Serupa dengan Koalisi Perubahan, rajutan koalisi yang tengah dibangun Partai Gerindra dengan PKB, yakni Koalisi Kebangkitan Indonesia Raya juga mandek. Bahkan nasib koalisi ini lebih menggantung ketimbang Koalisi Perubahan yang sudah bulat mengusung Anies sebagai capres. Gerinda dan PKB sejatinya bahkan masih buntu untuk menentukan capres yang bakal diusung. Begitu pun dengan sosok cawapresnya.
Diakui oleh Ketua Umum PKB Muhaimin Iskandar alias Cak Imin beberapa waktu lalu, PKB dan Gerindra belum sepakat memutuskan soal capres yang akan diusung bersama.
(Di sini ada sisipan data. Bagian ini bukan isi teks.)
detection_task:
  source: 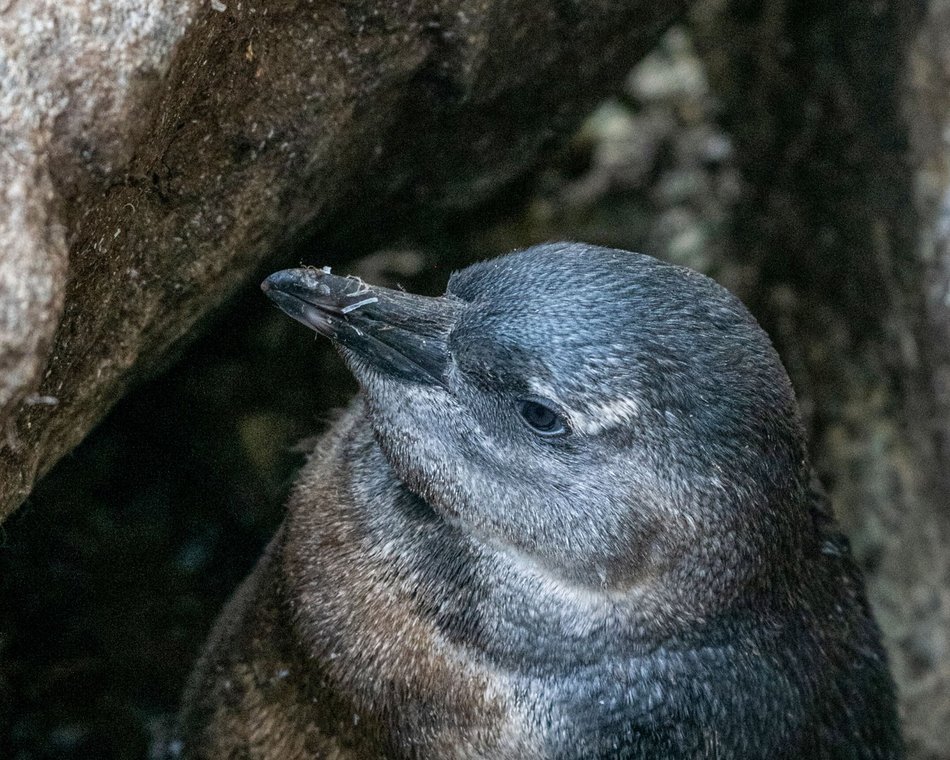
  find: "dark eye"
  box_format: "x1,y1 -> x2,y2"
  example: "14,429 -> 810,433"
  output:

Sebagaimana diketahui, Gerindra sendiri telah mendeklarasikan Ketumnya, Prabowo Subianto sebagai Capres 2024.
Baru-baru ini, Gerindra pun memastikan tak akan mengusung sosok selain Prabowo sebagai capres. Bagi Gerindra, kata Wakil ketua Dewan Pembina Partai Gerindra Andre Rosiade, pencalonan Prabowo selaku capres adalah harga mati alias tak bisa ditawar.
Serupa juga dengan Gerindra dan PKB, stagnasi jalinan koalisi pun terjadi pada Koalisi Indonesia Bersatu (KIB). Koalisi yang terdiri dari Partai Golkar, PAN, dan PPP ini sampai sejauh ini belum resmi mendeklarasikan capres dan juga cawapres yang bakal diusung męski Ketua Umum Golkar Airlangga Hartarto selama ini disebut-sebut sebagai capres usungan KIB.
Setidaknya, minimal Airlangga menjadi capres prioritas KIB. Hal itu pernah disampaikan Ketum PAN Zulkifli Hasan alias Zulhas mengingat Partai Golkar sebagai pemenang Pemilu 2019 nomor dua. “Pak Airlangga prioritas, layak pemenang pemilu nomor dua untuk jadi capres,” ucap Zulhas beberapa waktu.
Namun belakangan Zulhas juga menyebut partainya mempertimbangkan Ganjar Pranowo sebagai bakal capres yang akan diusung untuk menampung aspirasi dari DPW PAN Jateng. Apalagi, kata Zulhas, hasil sejumlah survei menunjukkan Ganjar selalu menempati posisi teratas tiga Capres 2024.
Terancam bubar jalan
Dengan belum adanya kesepakatan dari poros-poros koalisi untuk memutuskan dari mulai sosok capres hingga cawapres yang akan diusung dinilai berpotensi membuat koalisi-koalisi yang sudah dibangun tersebut rawan bubar.
Cak Imin menyebut seluruh koalisi partai politik rawan bubar, sebelum berakhirnya masa pendaftaran capres dan cawapres pada 25 November 2023. “Semua koalisi sebelum janur melengkung, tanggal 25 November, ya semuanya masih rawan (bubar),” ujar Cak Imin pada Senin lalu.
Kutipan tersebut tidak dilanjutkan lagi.